El hermanito de Knut murió de una infección poco después, y aquí empezó la polémica sobre mantener con vida o no al bebé oso. Es común en los zoológicos que cuando una madre rechaza a sus crías, éstas se sacrifican, para no interferir en el ritmo de la naturaleza.

Miles de niños se concentraron en el zoo de Berlín pidiendo que se salvara a Knut. Pasó 44 días en la incubadora y por fin , encontró una mamá adoptiva. Uno de sus cuidadores, Thomas Dörflein,  ya tenía un cariño especial por el pequeñín, de manera que se convirtió voluntariamente en “la madre de Knut”. Se trasladó a vivir al zoológico durante dos años y dormía en un colchón junto al osezno, que fue alimentado con biberón (la criaturita se tragaba dos botellas de leche cada dos horas), papilla de avena y comida para gatos.

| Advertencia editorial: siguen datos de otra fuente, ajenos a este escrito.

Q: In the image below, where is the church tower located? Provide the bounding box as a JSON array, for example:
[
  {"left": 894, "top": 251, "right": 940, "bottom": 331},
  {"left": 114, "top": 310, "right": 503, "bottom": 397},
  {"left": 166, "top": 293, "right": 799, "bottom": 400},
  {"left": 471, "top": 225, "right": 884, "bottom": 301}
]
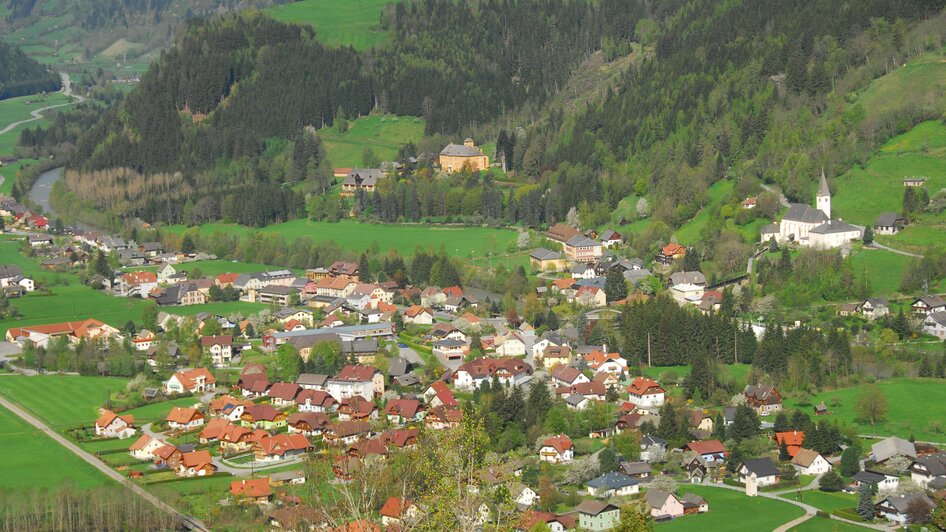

Como siempre, la gente no podía estar callada, pensaban que el trato tan cercano entre el cuidador y el osezno afectaría a su forma de ver a los humanos, que no deben interferir en la vida natural. Con tanto mimo, el oso creería que era una persona y no un oso. El mismo riesgo correría Thomas, digo yo, de creer que era una osa y no un hombre después de pasar dos años viviendo dentro de un zoológico sin separarse del osito.

 

Cuando cumplió un año, ya no era ese cachorrito entrañable que todo el mundo quería achuchar (y podía, virtualmente, comprando su versión en peluche) ya que pesaba 100 kilos  (pensaron en quitar los croissants del desayuno de su dieta).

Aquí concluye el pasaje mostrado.